Being back inside the Wizards building felt a little weird to Hachimura, his first game back in Washington after the Lakers acquired him last year at the trade deadline in a move that’s run parallel to long stretches of winning basketball.

As he talked about the ways he’s grown as a pro since leaving the Wizards, he mentioned two of his teammates, LeBron James and Anthony Davis. These “big guys,” he said, “it’s a different game. But I’m used to it.”

“Used to it?” Davis parroted from across the room. Hachimura laughed and shook his head before continuing on.

The joke wasn’t totally clear, other than Davis playfully hijacking Hachimura’s interview. But the undertone, that the Lakers and the Japanese star were comfortable, used to one another, was fully on display.

Hachimura, still just 26, is in the middle of his best stretch of pro basketball. He’s become an efficiency monster playing off the Lakers’ top offense options. On the six-game trip, his defense and rebounding ticked up.

Since moving into the starting lineup for good on Feb. 3, Hachimura’s made 59% from the field and 45% from three-point range.

“You can see, like on offense, I can cut to the rim, I can get wide-open threes,” he said after the Lakers beat the Wizards 125-120 — a game in which Hachimura had 19 points and seven rebounds. “And defensively, we’re all switching. It’s easy. We’re very physical, can get rebounds and all that. So I think it’s good. We just have to keep building this.”

The building to this might have taken longer than people, including Hachimura, wanted.

He began the season coming off the bench, his rhythm disrupted by three different multi-game absences due to injury. Lakers coach Darvin Ham experimented with different lineup combinations, with Hachimura’s minutes a regular casualty.

Asked generally about Hachimura before Thursday’s game, Ham offered some reasons as to why the Lakers didn’t just automatically hand him the keys to a starting role.

“Just him trying to focus on the small things. Constantly on him about his awareness and activity defensively. Just his communication, him being in the right spot early. He’s been drawing some tough individual matchups. And it’s kind of like when that guy doesn’t have the ball it’s like, ‘Whew, I can relax,’” Ham said. “It’s not like that. It takes all five to get a stop. And after you do your job on the ball, that ball gets swung. Now you’ve got to get in position to help and support your teammates who supported you earlier in the possession. Just him doing the little things. Sprinting back in transition guarding his guy, once he’s done guarding his guy, his activity and alertness and awareness on the weakside of the defense.”

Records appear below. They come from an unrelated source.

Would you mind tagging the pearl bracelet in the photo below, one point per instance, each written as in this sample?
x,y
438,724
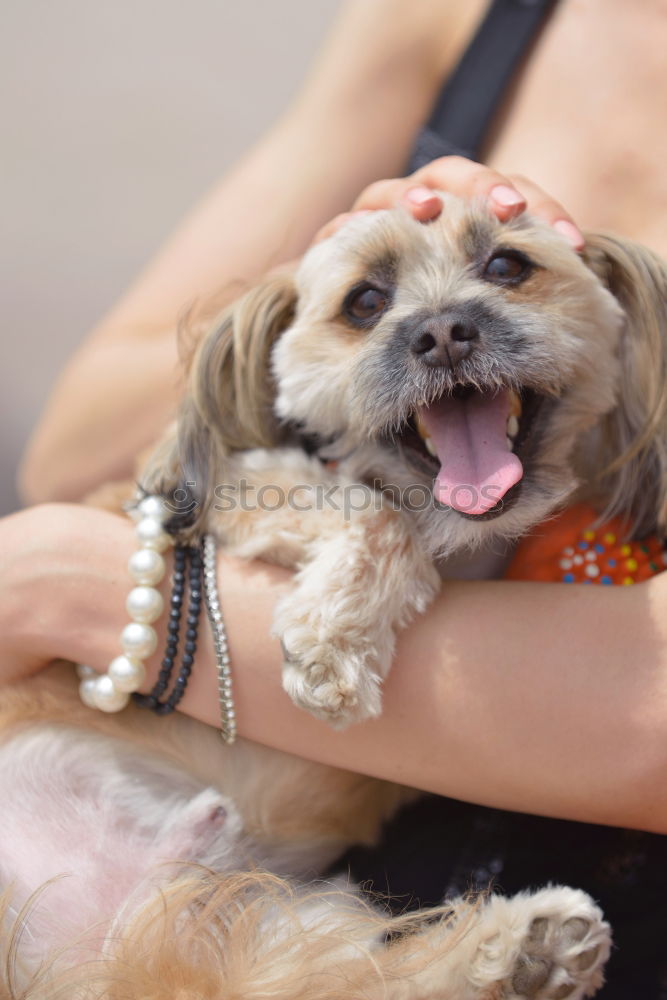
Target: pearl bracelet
x,y
110,692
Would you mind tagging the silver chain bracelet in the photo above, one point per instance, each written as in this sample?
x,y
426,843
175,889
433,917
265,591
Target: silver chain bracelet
x,y
212,601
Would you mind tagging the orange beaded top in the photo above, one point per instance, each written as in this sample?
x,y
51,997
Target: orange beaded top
x,y
570,549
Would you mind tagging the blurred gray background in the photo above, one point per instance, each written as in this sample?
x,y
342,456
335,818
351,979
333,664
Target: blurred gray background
x,y
117,115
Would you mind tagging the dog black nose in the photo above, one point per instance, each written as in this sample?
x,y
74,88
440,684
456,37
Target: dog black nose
x,y
444,341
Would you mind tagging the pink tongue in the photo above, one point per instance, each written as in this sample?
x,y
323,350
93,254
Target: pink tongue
x,y
470,437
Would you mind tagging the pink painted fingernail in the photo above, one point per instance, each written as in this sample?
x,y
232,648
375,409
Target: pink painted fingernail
x,y
570,232
506,196
420,195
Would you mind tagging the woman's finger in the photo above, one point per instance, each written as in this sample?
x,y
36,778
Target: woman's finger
x,y
506,195
543,205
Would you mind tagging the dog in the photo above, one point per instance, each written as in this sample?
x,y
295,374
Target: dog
x,y
140,858
190,864
457,383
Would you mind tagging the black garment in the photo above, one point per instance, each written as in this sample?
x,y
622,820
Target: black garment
x,y
440,847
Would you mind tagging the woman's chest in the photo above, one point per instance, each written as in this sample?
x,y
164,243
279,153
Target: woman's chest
x,y
587,116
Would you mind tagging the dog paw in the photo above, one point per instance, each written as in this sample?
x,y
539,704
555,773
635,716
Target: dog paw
x,y
338,686
563,944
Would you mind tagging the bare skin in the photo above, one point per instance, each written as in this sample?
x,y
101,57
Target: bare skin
x,y
524,714
546,734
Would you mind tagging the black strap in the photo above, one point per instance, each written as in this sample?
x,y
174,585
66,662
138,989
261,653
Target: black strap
x,y
471,95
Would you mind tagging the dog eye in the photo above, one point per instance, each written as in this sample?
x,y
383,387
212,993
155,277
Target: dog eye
x,y
364,303
508,268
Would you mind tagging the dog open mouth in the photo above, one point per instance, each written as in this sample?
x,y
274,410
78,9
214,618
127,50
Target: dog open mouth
x,y
472,441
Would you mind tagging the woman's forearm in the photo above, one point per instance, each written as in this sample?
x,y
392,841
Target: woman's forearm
x,y
545,699
541,698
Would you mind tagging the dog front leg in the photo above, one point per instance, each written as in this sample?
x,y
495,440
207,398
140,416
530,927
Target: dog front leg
x,y
337,625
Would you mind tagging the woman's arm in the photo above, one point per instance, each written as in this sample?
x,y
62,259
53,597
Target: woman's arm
x,y
575,730
354,121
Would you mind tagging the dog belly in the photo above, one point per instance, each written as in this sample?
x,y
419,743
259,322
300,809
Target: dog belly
x,y
88,825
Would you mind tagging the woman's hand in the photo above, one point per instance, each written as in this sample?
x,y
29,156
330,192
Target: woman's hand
x,y
506,196
62,588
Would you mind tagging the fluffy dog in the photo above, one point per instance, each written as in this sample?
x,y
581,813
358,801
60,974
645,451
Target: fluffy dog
x,y
466,378
142,860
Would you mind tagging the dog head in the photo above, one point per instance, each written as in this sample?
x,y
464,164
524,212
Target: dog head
x,y
485,362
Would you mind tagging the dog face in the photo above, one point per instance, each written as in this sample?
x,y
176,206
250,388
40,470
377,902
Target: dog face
x,y
484,362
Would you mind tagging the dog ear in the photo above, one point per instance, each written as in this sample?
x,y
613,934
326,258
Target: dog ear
x,y
228,405
633,443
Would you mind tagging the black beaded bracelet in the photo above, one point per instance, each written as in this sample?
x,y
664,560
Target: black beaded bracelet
x,y
152,700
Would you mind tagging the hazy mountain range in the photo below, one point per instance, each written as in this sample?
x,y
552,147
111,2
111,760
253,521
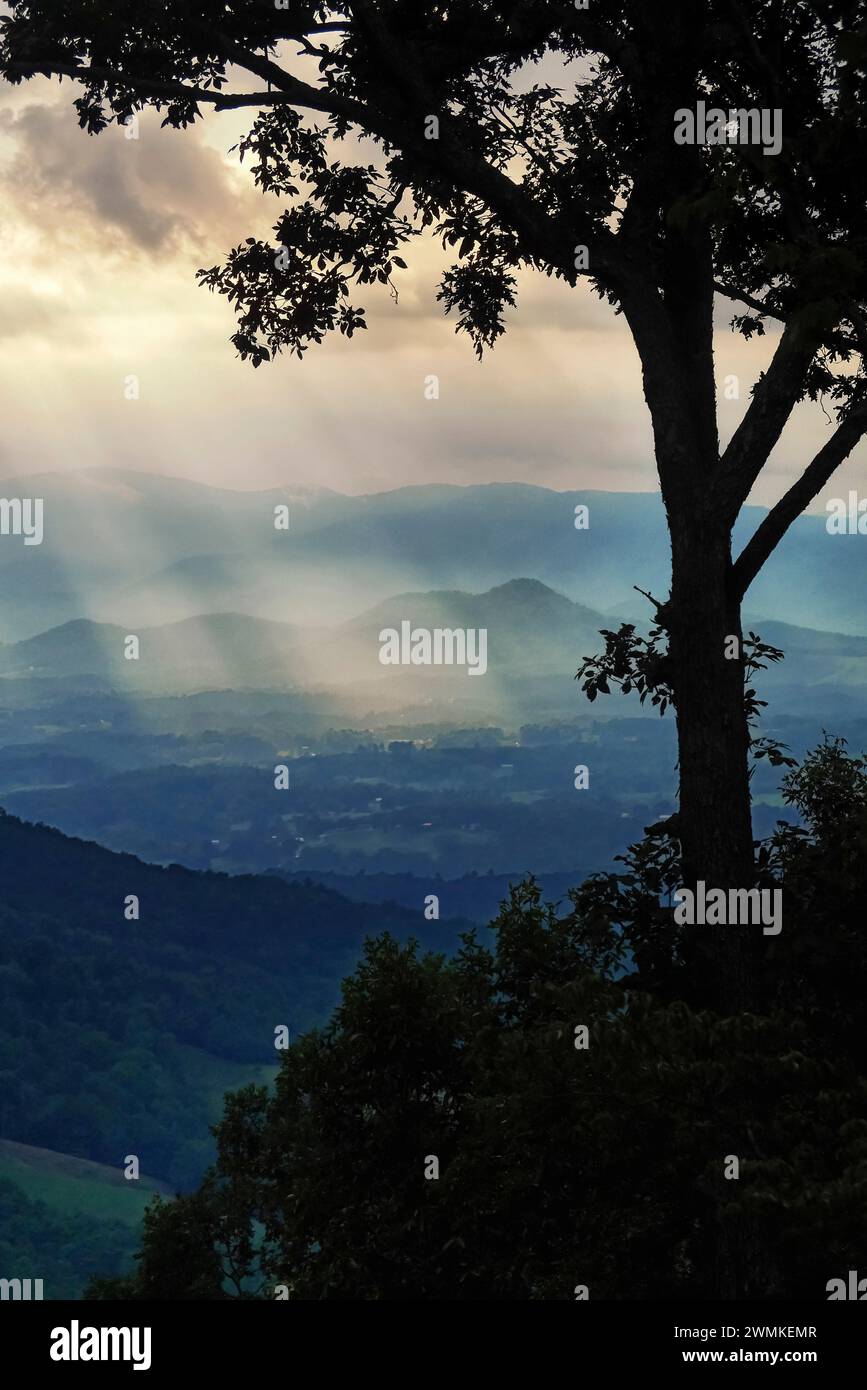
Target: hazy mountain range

Hachimura’s insertion into the Lakers’ starting line has primarily kick-started their offense, pushing the team to the top of the West in terms of efficiency (and second only to Boston in the league as a whole).

“[It’s] just what we wanted,” Hachimura said. “Last year in the playoffs, core guys came back. And there were a lot of injuries and lineup changes and all that, we were in different places the first 30 games. But we’ve kind of picked it up in the second half of the season and building again. And I think we’re playing for each other, we trust each other and I think it’s been great.”

The Lakers, in the most important moments of their season, have seemingly found what works for them — and it’s lineups with Hachimura on the floor playing off their best players.

“I told you guys early on when we were struggling, it’s hard to have any chemistry, any camaraderie or that type of [rhythm] on the floor when you’re changing lineups and guys are in and out of lineups,” James said Wednesday. “Guys are hurt. Guys are in different starting lineups, different rotations. The best thing lately is that we’ve had pretty much the same starting lineup.

“That helps because you get a good rhythm, you get a good chemistry with the group that you know you’re going to be playing with so you know what you want to get to and run offensively and defensively. So, I think that has a lot to do with our success.”